Les descendants des personnes déportées par Paris dans l'archipel du Pacifique demandent à Alger la citoyenneté algérienne

Les Algériens en Nouvelle-Calédonie, loin des priorités de l'Algérie et de la France

AFP/LUDOVIC MARIN - Le président français Emmanuel Macron et le président algérien Abdelmadjid Tebboune à Alger

La situation des Algériens déportés en Nouvelle-Calédonie par les troupes françaises entre 1864 et 1897 reste absente des agendas d'Alger et de Paris alors qu'elle constitue l'un des principaux enjeux de l'époque coloniale française dans ce pays d'Afrique du Nord.

Selon les données recueillies par l'AFP, environ 2 100 Algériens ont été jugés par des tribunaux spéciaux ou militaires et déportés vers des colonies pénitentiaires dans l'archipel du Pacifique administré par Paris au cours de ces années. Cependant, les sources algériennes parlent de quelque 300 000 personnes. Leur crime ? Participation à des soulèvements contre l'occupation française.

Les condamnés ont été transportés vers un territoire situé à plus de 18 000 kilomètres dans des bateaux semblables à ceux utilisés par les marchands d'esclaves africains. Comme le soulignent les historiens et les chercheurs, des milliers de personnes sont mortes en chemin en raison des conditions épouvantables des navires et du manque de médicaments pour combattre les maladies.

"Le nombre de personnes qui ont été jetées par-dessus bord pendant la traversée est inconnu", a déclaré à l'AFP Taieb Aifa, fils de l'un des derniers déportés vers la colonie en 1898. Son père, condamné à 25 ans, a combattu les troupes françaises à Sétif, dans l'est de l'Algérie.

Aifa souligne que les Algériens ont été enchaînés dans les cales des navires pendant le voyage de cinq mois. Un code de silence régnait dans les familles des déportés", dit-il.

Christophe Sand, un autre descendant de déportés, rappelle également que les Algériens étaient considérés comme des citoyens de seconde zone, car la plupart d'entre eux ne parlaient pas français, mais arabe ou berbère.

Une fois leur peine purgée, beaucoup n'ont pas pu rentrer en Algérie et n'ont jamais revu leur famille. "Mon grand-père a laissé en Algérie deux fils qu'il n'a jamais revus", déplore Maurice Sotirio, petit-fils d'un déporté de Constantine, une ville du nord-ouest de l'Algérie, cité par l'agence de presse.

Selon des sources algériennes, plus de 20 000 Algériens résident actuellement en Nouvelle-Calédonie. Certains ont visité la terre de leurs ancêtres, un voyage décrit par Sand comme un "processus de guérison" pour "construire un avenir" en Nouvelle-Calédonie. "Se remettre du traumatisme de l'exil permet de se projeter dans l'avenir sans rester prisonniers du passé", expliquent-ils à l'AFP

Les descendants ont fondé plusieurs associations telles que "Arabes et amis des Arabes en Nouvelle-Calédonie" et "Descendants de l'exil" pour sensibiliser le public aux déportations. Hassan Belardi, qui dirige l'une de ces organisations, a également exhorté le gouvernement d'Abdelmadjid Tebboune à accorder la citoyenneté algérienne aux descendants des déportés. Comme l'explique Belardi à Asharq al-Awsat, en 2015, ils ont d'abord demandé la citoyenneté et des facilités pour s'installer sur "la terre des ancêtres", mais n'ont reçu aucune réponse. C'est pourquoi, chaque année, à l'occasion de la fête de l'indépendance, ils réitèrent leur demande.

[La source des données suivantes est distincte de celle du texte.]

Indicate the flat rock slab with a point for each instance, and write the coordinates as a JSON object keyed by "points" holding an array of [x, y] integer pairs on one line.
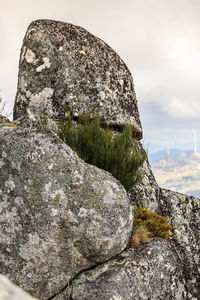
{"points": [[58, 215], [151, 271], [63, 66]]}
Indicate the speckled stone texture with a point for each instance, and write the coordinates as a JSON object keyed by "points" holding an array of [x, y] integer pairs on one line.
{"points": [[9, 291], [58, 215], [63, 66], [183, 213], [151, 271]]}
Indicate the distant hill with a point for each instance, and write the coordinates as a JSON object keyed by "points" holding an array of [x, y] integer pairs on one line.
{"points": [[178, 171]]}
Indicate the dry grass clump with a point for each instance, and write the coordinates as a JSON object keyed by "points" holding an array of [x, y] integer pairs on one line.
{"points": [[147, 225]]}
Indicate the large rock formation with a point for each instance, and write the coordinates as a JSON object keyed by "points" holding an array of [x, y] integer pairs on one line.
{"points": [[64, 223], [62, 67], [152, 271], [58, 215], [9, 291]]}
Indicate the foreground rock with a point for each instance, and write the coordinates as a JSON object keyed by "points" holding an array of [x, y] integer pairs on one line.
{"points": [[63, 66], [59, 215], [151, 271], [183, 213], [9, 291]]}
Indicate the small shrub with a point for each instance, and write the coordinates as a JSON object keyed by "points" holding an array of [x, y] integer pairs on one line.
{"points": [[141, 235], [98, 146], [146, 225]]}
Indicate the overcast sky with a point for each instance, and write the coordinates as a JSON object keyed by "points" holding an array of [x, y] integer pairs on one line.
{"points": [[158, 40]]}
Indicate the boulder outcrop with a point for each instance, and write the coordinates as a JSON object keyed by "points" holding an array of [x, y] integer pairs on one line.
{"points": [[9, 291], [63, 66], [58, 215], [65, 225], [151, 271]]}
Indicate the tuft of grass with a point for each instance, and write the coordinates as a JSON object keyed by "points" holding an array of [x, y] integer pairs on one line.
{"points": [[98, 146], [148, 224]]}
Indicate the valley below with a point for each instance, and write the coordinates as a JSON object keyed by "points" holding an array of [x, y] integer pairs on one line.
{"points": [[178, 171]]}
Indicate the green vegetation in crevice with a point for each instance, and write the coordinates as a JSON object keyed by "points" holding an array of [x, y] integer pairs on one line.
{"points": [[97, 145], [148, 224]]}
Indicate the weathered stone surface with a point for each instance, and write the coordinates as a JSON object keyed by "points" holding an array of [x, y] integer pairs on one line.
{"points": [[183, 213], [3, 120], [64, 66], [146, 192], [151, 271], [9, 291], [58, 215]]}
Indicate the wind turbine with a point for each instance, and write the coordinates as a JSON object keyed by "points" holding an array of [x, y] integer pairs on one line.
{"points": [[195, 140]]}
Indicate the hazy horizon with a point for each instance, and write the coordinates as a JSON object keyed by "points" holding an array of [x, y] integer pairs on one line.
{"points": [[157, 39]]}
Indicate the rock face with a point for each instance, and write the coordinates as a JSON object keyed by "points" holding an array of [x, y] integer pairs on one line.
{"points": [[59, 215], [63, 66], [150, 272], [64, 223], [9, 291]]}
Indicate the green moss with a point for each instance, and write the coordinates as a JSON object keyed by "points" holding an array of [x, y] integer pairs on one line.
{"points": [[56, 198], [97, 145]]}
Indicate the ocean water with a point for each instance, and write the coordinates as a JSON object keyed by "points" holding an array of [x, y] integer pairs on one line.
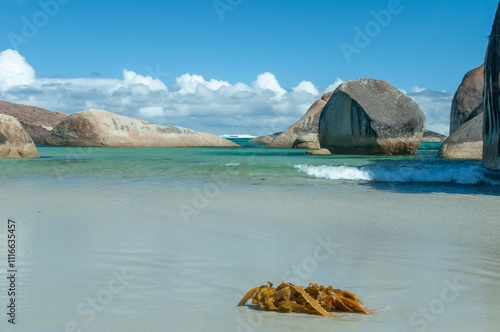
{"points": [[170, 239], [250, 164]]}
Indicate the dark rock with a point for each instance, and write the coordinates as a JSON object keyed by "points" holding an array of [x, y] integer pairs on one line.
{"points": [[368, 116], [468, 98], [466, 142], [430, 136], [491, 129], [306, 141]]}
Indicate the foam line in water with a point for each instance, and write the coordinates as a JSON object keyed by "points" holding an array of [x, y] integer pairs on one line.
{"points": [[430, 174]]}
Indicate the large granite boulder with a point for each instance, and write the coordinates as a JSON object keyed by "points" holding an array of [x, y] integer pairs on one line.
{"points": [[265, 139], [102, 128], [468, 98], [306, 141], [368, 116], [308, 124], [433, 137], [37, 121], [491, 130], [319, 152], [15, 142], [466, 142]]}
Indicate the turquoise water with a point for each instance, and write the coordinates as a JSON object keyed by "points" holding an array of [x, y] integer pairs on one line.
{"points": [[195, 228], [250, 164]]}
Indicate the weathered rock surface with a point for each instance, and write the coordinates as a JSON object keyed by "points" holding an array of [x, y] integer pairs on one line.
{"points": [[265, 139], [319, 152], [306, 141], [430, 136], [308, 124], [368, 116], [491, 129], [466, 142], [102, 128], [15, 142], [467, 100], [37, 121]]}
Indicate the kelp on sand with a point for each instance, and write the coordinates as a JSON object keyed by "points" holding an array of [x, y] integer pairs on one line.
{"points": [[315, 299]]}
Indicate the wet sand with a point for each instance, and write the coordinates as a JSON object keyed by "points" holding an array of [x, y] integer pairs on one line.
{"points": [[127, 259]]}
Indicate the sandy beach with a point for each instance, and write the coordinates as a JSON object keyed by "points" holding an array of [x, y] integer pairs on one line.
{"points": [[124, 258]]}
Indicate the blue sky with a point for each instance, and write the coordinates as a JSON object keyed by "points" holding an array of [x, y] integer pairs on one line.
{"points": [[423, 44]]}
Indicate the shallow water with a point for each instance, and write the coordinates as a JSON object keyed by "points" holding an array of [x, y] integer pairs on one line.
{"points": [[175, 249]]}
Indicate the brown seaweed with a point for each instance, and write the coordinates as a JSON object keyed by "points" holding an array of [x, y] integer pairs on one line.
{"points": [[315, 299]]}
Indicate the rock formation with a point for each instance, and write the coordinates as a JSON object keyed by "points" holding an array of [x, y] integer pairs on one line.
{"points": [[308, 124], [430, 136], [15, 142], [306, 141], [319, 152], [466, 142], [265, 139], [468, 98], [37, 121], [368, 116], [491, 129], [102, 128]]}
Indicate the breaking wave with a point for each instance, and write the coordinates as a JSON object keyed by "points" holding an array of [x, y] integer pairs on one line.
{"points": [[428, 174]]}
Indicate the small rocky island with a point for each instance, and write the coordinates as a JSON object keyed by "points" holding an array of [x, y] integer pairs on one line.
{"points": [[103, 128]]}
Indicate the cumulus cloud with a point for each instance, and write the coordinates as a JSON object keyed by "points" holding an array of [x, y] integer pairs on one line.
{"points": [[436, 106], [14, 70], [306, 86], [334, 85], [268, 81], [215, 106]]}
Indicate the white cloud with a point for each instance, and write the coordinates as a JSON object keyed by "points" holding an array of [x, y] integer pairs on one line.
{"points": [[152, 112], [334, 85], [418, 89], [214, 106], [188, 83], [268, 81], [14, 70], [436, 106], [306, 86], [131, 78]]}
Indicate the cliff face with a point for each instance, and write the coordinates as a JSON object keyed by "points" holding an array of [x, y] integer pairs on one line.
{"points": [[491, 123], [102, 128], [14, 140], [368, 116], [467, 100], [300, 132], [37, 121]]}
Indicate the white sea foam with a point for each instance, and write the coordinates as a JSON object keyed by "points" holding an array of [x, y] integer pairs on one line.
{"points": [[237, 136], [460, 175]]}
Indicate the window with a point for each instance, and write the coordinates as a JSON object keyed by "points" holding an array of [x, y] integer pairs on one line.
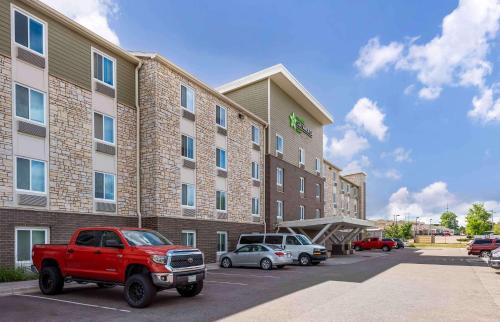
{"points": [[104, 128], [255, 134], [103, 69], [220, 158], [187, 147], [255, 206], [221, 242], [188, 195], [279, 177], [255, 171], [104, 186], [220, 200], [301, 156], [30, 175], [30, 104], [188, 238], [220, 116], [279, 144], [187, 98], [279, 209], [25, 239], [29, 32]]}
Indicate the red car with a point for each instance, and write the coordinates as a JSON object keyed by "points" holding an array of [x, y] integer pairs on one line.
{"points": [[483, 246], [141, 260], [374, 243]]}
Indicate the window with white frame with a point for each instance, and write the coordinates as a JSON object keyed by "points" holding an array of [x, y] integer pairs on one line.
{"points": [[279, 144], [188, 238], [187, 147], [255, 171], [188, 195], [30, 175], [302, 159], [104, 186], [255, 135], [279, 209], [30, 104], [221, 242], [187, 98], [220, 158], [104, 128], [29, 32], [25, 238], [220, 116], [220, 201], [104, 69], [279, 177], [255, 206]]}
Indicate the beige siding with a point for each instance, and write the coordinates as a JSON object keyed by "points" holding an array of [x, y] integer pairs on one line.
{"points": [[252, 97], [5, 27], [282, 106]]}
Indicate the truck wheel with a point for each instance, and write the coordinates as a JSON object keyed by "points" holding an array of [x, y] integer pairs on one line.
{"points": [[191, 289], [266, 264], [304, 260], [139, 291], [50, 280]]}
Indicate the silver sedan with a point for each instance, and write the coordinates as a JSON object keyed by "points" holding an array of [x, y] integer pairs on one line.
{"points": [[257, 255]]}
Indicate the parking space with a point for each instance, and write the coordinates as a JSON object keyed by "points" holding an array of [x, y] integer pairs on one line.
{"points": [[243, 293]]}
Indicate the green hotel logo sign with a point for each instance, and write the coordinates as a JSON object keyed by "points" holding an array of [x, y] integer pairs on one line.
{"points": [[297, 123]]}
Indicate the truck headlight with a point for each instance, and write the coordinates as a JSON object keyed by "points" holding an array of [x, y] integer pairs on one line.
{"points": [[158, 259]]}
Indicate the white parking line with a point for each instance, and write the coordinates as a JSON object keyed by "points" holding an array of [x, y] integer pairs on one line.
{"points": [[72, 302], [230, 283], [231, 274]]}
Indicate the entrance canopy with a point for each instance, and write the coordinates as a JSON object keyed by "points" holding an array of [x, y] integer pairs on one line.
{"points": [[327, 228]]}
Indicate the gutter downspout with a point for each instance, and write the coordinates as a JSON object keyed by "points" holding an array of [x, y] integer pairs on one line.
{"points": [[138, 145]]}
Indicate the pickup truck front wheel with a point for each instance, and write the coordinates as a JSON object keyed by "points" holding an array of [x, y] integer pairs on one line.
{"points": [[139, 291], [191, 289], [50, 280]]}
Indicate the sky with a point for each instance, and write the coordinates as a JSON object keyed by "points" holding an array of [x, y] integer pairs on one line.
{"points": [[413, 86]]}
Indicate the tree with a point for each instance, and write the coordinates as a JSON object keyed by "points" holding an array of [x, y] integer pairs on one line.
{"points": [[477, 220], [449, 220]]}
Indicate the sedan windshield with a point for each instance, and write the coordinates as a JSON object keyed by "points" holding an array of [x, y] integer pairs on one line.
{"points": [[145, 238], [304, 240]]}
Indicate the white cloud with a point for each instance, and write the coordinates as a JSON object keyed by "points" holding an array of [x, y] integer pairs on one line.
{"points": [[373, 57], [346, 147], [399, 154], [93, 14], [368, 116]]}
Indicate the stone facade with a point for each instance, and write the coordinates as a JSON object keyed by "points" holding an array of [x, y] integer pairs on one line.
{"points": [[6, 164]]}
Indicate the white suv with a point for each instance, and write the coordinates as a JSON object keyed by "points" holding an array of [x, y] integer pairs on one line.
{"points": [[303, 250]]}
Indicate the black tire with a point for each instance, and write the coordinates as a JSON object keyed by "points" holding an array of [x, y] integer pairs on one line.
{"points": [[50, 280], [190, 290], [304, 260], [139, 291], [226, 262], [266, 264]]}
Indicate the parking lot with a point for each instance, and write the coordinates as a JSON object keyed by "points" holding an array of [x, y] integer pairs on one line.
{"points": [[404, 284]]}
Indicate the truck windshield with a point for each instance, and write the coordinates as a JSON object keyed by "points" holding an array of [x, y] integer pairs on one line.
{"points": [[145, 238], [304, 240]]}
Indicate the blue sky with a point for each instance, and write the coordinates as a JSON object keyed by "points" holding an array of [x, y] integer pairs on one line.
{"points": [[399, 78]]}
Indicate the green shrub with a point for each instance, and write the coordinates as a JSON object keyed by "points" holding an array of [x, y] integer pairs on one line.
{"points": [[10, 274]]}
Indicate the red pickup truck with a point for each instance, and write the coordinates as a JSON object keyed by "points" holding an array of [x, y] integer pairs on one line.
{"points": [[374, 243], [483, 246], [141, 260]]}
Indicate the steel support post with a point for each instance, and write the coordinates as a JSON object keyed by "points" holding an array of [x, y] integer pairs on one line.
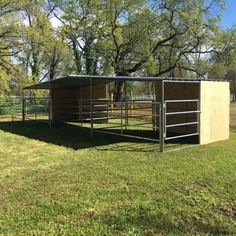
{"points": [[91, 118], [121, 118], [23, 106], [91, 107], [198, 121], [162, 117], [126, 107]]}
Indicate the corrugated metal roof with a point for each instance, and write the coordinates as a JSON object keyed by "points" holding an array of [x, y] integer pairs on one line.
{"points": [[72, 81]]}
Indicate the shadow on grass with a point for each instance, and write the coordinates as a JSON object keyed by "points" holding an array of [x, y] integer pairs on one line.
{"points": [[155, 223], [77, 137]]}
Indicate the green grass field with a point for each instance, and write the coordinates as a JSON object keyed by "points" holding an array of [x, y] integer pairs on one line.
{"points": [[63, 182]]}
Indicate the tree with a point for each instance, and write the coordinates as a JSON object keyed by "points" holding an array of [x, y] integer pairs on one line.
{"points": [[169, 34], [223, 65]]}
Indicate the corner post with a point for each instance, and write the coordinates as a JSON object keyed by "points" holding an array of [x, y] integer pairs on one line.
{"points": [[23, 105], [91, 107], [162, 117]]}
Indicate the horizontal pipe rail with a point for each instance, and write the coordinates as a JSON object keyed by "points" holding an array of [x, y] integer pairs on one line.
{"points": [[181, 136], [176, 101], [182, 124], [181, 112], [126, 135]]}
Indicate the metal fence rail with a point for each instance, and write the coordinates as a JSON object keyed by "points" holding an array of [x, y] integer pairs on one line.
{"points": [[124, 118], [196, 122], [129, 114]]}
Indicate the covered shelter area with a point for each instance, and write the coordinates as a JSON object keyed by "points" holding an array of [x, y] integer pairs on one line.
{"points": [[178, 108]]}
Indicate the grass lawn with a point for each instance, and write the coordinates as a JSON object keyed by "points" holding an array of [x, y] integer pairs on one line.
{"points": [[62, 182]]}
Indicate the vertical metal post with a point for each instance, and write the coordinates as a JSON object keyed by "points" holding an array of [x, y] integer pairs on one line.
{"points": [[80, 111], [198, 120], [91, 118], [91, 108], [162, 117], [153, 115], [121, 118], [126, 107], [23, 106], [50, 108], [12, 110]]}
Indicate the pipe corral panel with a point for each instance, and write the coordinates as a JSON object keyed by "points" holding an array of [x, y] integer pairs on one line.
{"points": [[68, 103]]}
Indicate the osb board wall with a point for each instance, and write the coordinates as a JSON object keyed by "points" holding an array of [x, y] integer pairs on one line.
{"points": [[98, 91], [180, 91], [214, 118]]}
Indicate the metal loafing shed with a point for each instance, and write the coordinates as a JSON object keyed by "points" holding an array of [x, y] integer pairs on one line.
{"points": [[180, 108]]}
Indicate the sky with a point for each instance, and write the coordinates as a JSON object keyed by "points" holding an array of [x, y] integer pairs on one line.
{"points": [[229, 15]]}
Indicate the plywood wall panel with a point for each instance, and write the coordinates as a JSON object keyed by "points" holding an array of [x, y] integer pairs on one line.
{"points": [[215, 102]]}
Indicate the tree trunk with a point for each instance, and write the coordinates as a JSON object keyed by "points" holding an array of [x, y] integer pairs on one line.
{"points": [[119, 87]]}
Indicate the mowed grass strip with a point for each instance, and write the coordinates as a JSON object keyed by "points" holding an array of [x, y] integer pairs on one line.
{"points": [[61, 182]]}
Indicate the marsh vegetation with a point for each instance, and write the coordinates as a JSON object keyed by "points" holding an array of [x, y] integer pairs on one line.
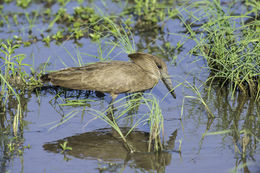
{"points": [[212, 51]]}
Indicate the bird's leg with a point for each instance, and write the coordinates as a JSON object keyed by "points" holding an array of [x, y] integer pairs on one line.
{"points": [[111, 106]]}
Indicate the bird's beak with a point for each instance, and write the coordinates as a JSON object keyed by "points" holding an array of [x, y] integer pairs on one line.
{"points": [[168, 83]]}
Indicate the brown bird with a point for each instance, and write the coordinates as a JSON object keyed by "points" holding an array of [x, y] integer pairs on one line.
{"points": [[114, 77]]}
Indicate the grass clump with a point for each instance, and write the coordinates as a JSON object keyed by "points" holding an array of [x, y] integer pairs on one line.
{"points": [[229, 44]]}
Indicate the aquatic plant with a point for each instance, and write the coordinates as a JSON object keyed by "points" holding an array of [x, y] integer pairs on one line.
{"points": [[230, 46]]}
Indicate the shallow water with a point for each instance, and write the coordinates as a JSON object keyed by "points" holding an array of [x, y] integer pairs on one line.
{"points": [[97, 148]]}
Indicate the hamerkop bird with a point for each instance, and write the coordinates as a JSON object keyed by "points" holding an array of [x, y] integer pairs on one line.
{"points": [[114, 77]]}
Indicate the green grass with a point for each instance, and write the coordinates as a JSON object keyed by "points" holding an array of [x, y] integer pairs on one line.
{"points": [[229, 44]]}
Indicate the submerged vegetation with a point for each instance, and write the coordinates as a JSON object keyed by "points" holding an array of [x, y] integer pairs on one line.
{"points": [[224, 38]]}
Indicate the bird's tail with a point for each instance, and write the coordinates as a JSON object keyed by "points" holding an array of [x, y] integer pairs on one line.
{"points": [[45, 78]]}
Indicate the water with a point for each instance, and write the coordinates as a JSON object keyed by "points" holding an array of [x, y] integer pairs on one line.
{"points": [[97, 148]]}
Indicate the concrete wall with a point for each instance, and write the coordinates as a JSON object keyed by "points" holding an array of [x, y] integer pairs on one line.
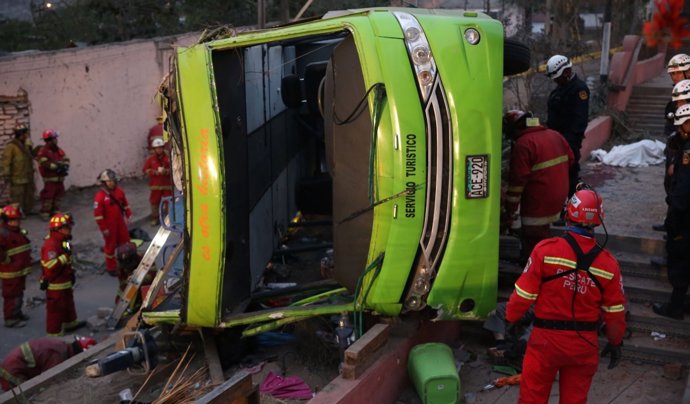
{"points": [[100, 99]]}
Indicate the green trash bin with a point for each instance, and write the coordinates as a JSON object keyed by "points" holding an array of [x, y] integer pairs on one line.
{"points": [[431, 368]]}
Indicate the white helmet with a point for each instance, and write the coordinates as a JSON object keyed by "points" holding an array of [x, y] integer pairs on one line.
{"points": [[107, 175], [556, 65], [157, 142], [678, 63], [681, 91], [682, 114]]}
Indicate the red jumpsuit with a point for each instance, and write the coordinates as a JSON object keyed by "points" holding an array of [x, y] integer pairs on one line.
{"points": [[558, 348], [110, 208], [540, 160], [31, 359], [157, 167], [50, 158], [56, 260], [15, 264]]}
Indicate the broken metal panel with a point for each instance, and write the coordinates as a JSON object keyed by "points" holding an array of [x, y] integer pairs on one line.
{"points": [[204, 176]]}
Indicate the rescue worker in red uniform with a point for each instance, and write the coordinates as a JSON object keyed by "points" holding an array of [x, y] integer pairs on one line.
{"points": [[157, 167], [53, 166], [34, 357], [58, 277], [112, 213], [540, 161], [15, 265], [571, 281]]}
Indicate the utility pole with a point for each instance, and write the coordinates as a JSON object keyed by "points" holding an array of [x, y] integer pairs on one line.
{"points": [[284, 11], [605, 44], [261, 13]]}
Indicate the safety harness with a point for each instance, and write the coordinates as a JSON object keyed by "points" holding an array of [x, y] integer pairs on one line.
{"points": [[584, 262]]}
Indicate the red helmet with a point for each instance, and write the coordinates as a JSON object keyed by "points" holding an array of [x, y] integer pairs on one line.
{"points": [[49, 134], [585, 208], [60, 220], [11, 212], [85, 342]]}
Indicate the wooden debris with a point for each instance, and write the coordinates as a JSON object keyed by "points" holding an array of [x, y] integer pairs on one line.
{"points": [[239, 389], [360, 355]]}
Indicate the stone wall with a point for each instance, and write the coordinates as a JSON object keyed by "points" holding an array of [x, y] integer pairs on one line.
{"points": [[100, 99]]}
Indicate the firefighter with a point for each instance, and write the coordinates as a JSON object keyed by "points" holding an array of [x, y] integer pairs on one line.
{"points": [[568, 109], [538, 181], [53, 166], [111, 211], [18, 169], [157, 167], [58, 277], [15, 265], [157, 131], [37, 355], [678, 223], [571, 281]]}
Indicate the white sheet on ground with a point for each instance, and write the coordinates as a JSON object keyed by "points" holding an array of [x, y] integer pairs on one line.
{"points": [[641, 154]]}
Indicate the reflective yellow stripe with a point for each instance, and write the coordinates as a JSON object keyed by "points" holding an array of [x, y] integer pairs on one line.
{"points": [[16, 274], [613, 309], [20, 249], [28, 355], [50, 263], [571, 264], [550, 163], [539, 221], [560, 261], [524, 294], [11, 379], [601, 273], [60, 286]]}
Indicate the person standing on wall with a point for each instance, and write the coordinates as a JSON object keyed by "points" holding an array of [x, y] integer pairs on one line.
{"points": [[571, 280], [157, 167], [568, 110], [15, 265], [18, 169], [112, 213], [58, 277], [538, 180], [53, 166]]}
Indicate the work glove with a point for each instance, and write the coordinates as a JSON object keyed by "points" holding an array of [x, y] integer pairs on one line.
{"points": [[615, 351]]}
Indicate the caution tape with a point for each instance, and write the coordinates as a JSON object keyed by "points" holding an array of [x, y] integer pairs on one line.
{"points": [[575, 60]]}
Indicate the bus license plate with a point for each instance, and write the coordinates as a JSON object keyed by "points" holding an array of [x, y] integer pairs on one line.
{"points": [[477, 181]]}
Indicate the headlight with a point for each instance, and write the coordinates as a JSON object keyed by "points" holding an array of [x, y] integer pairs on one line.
{"points": [[420, 52]]}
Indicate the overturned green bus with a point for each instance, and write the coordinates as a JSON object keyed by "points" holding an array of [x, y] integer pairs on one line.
{"points": [[386, 120]]}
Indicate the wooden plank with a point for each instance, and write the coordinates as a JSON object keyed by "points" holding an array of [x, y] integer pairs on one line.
{"points": [[237, 387], [212, 360], [371, 341], [32, 385]]}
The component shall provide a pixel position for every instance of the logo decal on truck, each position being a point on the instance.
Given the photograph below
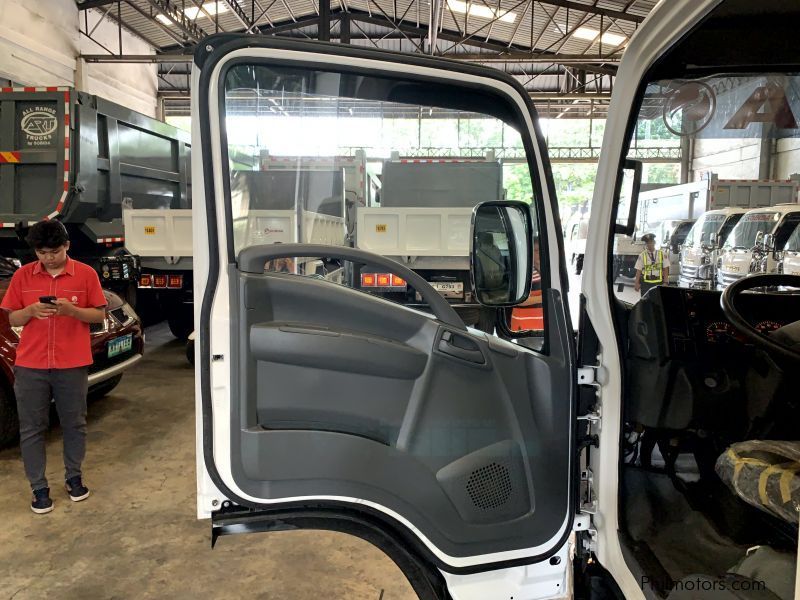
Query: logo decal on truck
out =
(39, 124)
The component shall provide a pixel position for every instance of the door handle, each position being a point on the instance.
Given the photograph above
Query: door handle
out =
(461, 347)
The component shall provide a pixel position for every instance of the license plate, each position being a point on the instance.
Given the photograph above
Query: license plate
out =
(449, 289)
(120, 345)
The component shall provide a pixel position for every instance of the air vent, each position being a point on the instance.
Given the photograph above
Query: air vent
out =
(490, 486)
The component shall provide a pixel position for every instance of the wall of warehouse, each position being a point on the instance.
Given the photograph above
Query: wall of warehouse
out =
(741, 158)
(40, 44)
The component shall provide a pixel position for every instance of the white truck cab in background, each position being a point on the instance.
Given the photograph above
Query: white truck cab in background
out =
(754, 243)
(698, 257)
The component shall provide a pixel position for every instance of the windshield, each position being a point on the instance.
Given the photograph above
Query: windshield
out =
(793, 243)
(388, 166)
(701, 231)
(706, 143)
(745, 233)
(681, 232)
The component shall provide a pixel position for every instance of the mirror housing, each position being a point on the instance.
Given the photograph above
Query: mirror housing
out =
(501, 253)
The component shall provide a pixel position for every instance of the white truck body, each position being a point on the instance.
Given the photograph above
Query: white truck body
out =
(415, 232)
(167, 233)
(698, 257)
(790, 258)
(741, 255)
(424, 217)
(691, 201)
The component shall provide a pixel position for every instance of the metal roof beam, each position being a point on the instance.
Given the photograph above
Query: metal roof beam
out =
(87, 4)
(152, 19)
(594, 10)
(239, 13)
(192, 30)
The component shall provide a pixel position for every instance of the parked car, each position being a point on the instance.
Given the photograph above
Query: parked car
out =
(117, 345)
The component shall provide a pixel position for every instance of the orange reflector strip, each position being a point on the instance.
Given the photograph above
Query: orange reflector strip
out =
(9, 157)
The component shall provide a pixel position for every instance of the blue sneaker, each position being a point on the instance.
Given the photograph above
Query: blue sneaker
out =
(76, 490)
(41, 503)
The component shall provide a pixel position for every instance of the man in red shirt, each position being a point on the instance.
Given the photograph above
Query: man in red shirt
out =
(53, 299)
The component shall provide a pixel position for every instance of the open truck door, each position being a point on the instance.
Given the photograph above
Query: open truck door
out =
(321, 406)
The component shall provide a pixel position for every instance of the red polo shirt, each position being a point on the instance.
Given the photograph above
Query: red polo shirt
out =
(56, 342)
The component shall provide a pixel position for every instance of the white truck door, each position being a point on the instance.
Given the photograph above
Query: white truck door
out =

Une source gouvernementale algérienne a révélé au journal arabe qu'Alger "est intéressée" par l'acceptation de la reconnaissance des descendants des déportés comme Algériens à part entière. De même, à l'occasion du Jour de l'indépendance 2021, la télévision d'État a diffusé un documentaire sur les petits-enfants des déportés demandant la citoyenneté au gouvernement. Cependant, plus d'un an plus tard, leur situation n'a toujours pas évolué. "Jusqu'à présent, l'Algérie s'est contentée de simples références à la question", note Al-Arab

En juillet dernier, à l'occasion du 60e anniversaire de l'indépendance de l'Algérie, Tebboune a dévoilé une fresque en hommage aux Algériens déportés par la France. Comme le rapporte l'agence de presse algérienne APS, la fresque est destinée à "exprimer la gratitude des Algériens et leur loyauté envers leurs frères déportés en Nouvelle-Calédonie, en Guyane (Amérique du Sud), à Marguerittes (France), dans les pays du Levant et à Brazzaville (Afrique)".